Economists research and analyze economic issues using a variety of quantitative and qualitative techniques. Often, their analysis is used to forecast cost and spending trends. Many work in academia, while others contract as consultants who advise corporations, government agencies and individuals on how to solve economic problems. Economists are employed in a variety of industries, such as finance, agriculture, transportation, and healthcare, among others.
According the to the Bureau of Labor Statistics, the 2010 median income for economists was $89,450 per year.
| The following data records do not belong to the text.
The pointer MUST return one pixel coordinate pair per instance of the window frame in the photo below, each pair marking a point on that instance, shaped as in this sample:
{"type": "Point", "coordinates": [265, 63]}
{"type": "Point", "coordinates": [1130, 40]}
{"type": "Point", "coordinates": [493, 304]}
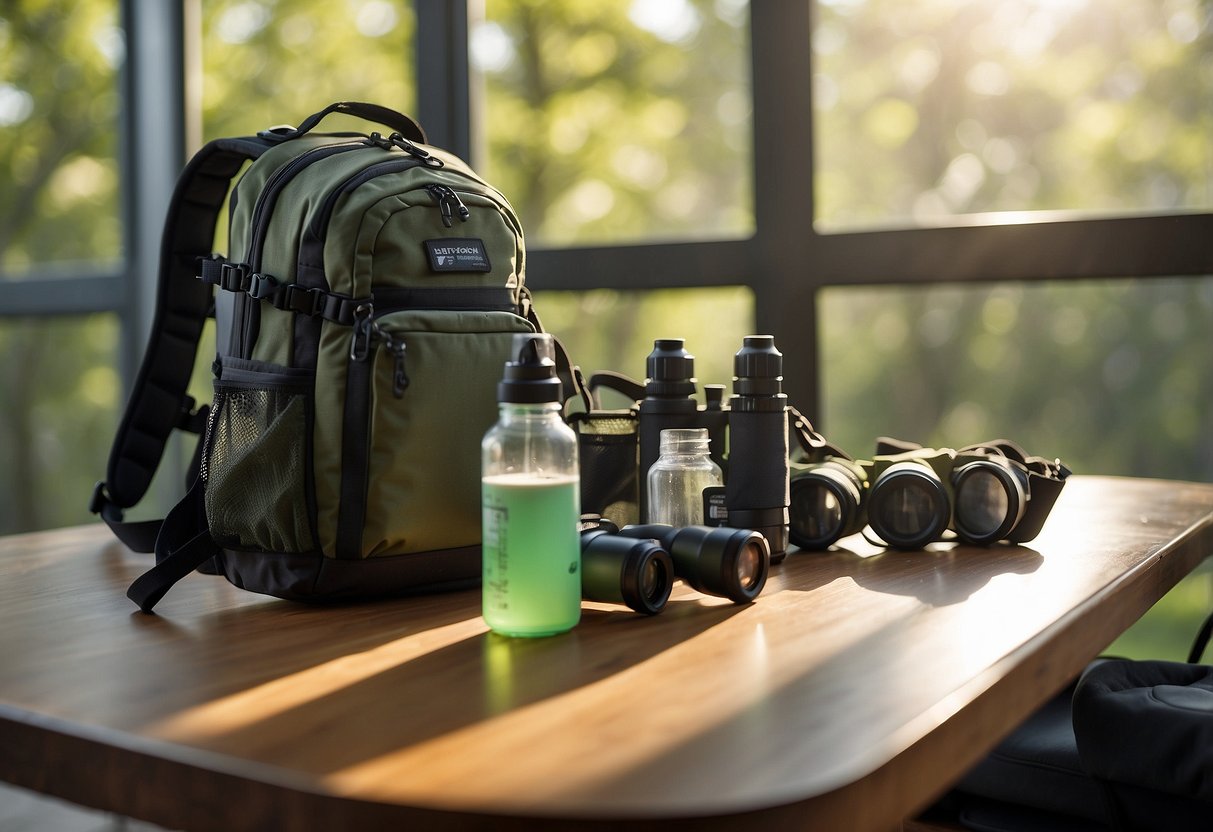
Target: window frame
{"type": "Point", "coordinates": [785, 262]}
The lowest 10 percent earned less than $48,250, and the top 10 percent earned more than $155,490. While the median income is a good marker for average salary, looking at the difference between the top and bottom 10 percent, the earning power of economists widely differs depending on seniority, industry and whether they work for a private corporation or in government sector.
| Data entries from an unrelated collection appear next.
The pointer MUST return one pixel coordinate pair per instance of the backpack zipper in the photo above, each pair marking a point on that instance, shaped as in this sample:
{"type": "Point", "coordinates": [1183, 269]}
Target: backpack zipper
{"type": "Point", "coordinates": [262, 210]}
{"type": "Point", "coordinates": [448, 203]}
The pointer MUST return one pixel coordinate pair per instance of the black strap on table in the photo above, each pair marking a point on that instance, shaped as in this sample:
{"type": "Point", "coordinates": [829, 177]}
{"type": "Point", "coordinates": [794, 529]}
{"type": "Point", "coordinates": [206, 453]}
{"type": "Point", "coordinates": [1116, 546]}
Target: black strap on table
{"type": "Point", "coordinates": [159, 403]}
Economists are expected to have at a master’s degree or a Ph.D but most employers only seriously consider candidates with doctorate degrees. While economists can have undergraduate degrees in an array of liberal arts disciplines, such as political science, history, and anthropology, among others, many major in economics. Regardless of undergraduate major, economists must have a strong background in mathematics.
The earning power of an economist depends on the sector in which that individual works. An economist who works in state or local government probably earns less than someone who works in private industry. High-level consultants for multinational corporations, for example, and economic experts for high-profile legal cases are known to garner higher salaries than economist in other roles, such as community college professors or consultants at local government agencies. According to the Bureau of Labor Statistics, scientific research firms paid median annual wages to economists that were almost $48,000 higher than those paid by state and municipal agencies.
According to the U.S. Department of Labor, the employment rate of economists is expected to increase by 6 percent between 2010 and 2020. Since hiring by the federal government – the largest employer of economists -- is expected to contract, the overall demand for economist is lower than the average for all occupations.